Are you sure that your mail server isn’t acting as a open relay just to be sure go to
mxtoolbox.com do a “test email server” test
need your advise to stop SMTP relay in my production box.
Doubt it is open for SMTP relay.
Advise me the steps…
An experience. With some hints, considerations, side info.
thank you for your message, I just find out that the “allow relay from trusted Network” was check marked. now I unchecked it.
Hopefully should solve the issue
IMHO you should also check mark Enforce sender/login match and unchek Enable authentication on port 25. MUA should use only submission port (587)
I have another question, in the email filter tab do I need to whitelist my domain?

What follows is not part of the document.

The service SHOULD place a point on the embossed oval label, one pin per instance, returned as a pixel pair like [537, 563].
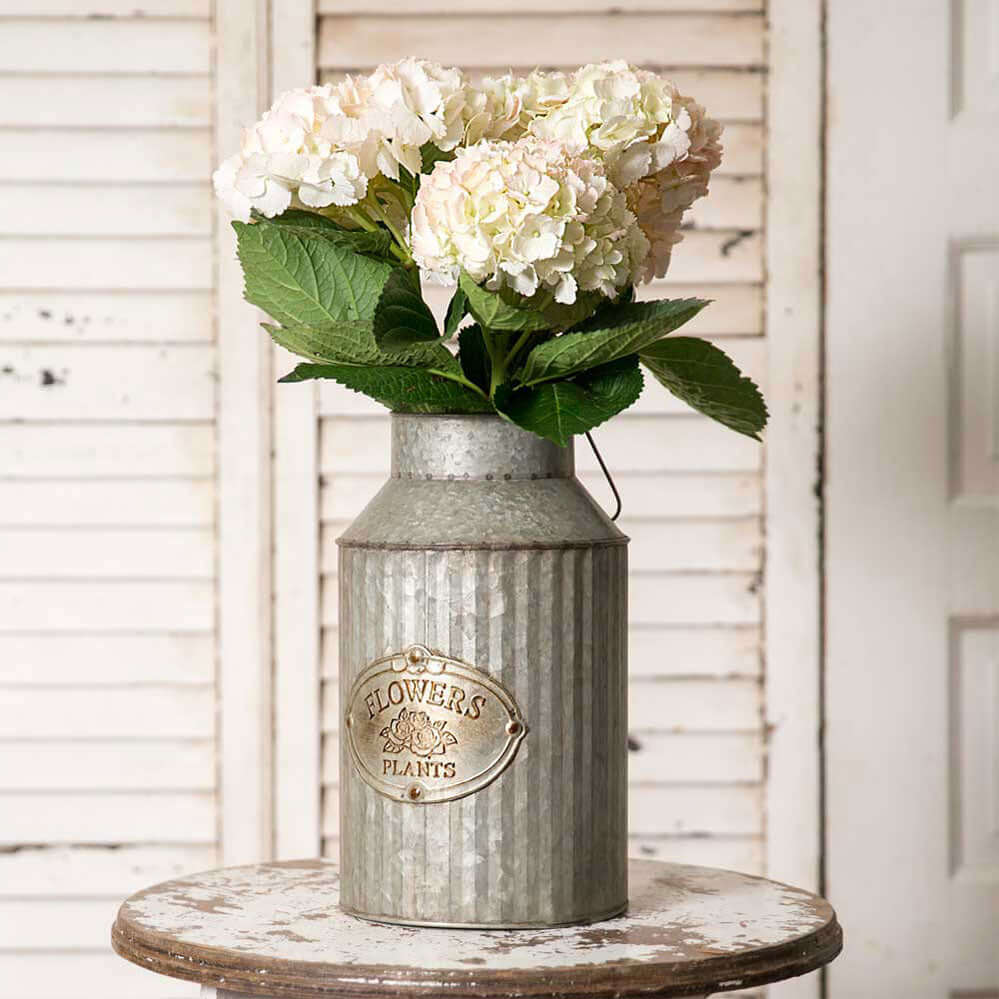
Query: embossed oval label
[422, 727]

Allow from ==> mydomain.com.
No I don’t believe so I know (at least on my nethserver) I don’t have mine whitelisted I’m fairly certain (and I may be completely wrong on this) if the nethserver your using as your mail server is the default mail server it treats itself as trusted unless you’ve blocked it in firewall by which case you wouldn’t be getting any messages let alone spam also if you mean by the first option on the above screenshot thats for allowing mail sent via ip not fqdn so lets say you had a static ip of 10.10.10.10 which pointed to
server.mydomain.com and you had say server2.mydomain.com as a mailserver but wanted the mail server to be 10.10.10.10 rather than server2.mydomain.com
Okay Good to know, now I removed my own domain from whilisting. I am quite sure it will solve the SPAM emails problem.
BTW again thank you for your quick response.
Please, as a rule of thumb. Be confident, but
check. A lot. Consider to install, if not already there, Fail2Ban.
And if the SPAM flow is arrested, go hunt the “bad spammer boy” into your network.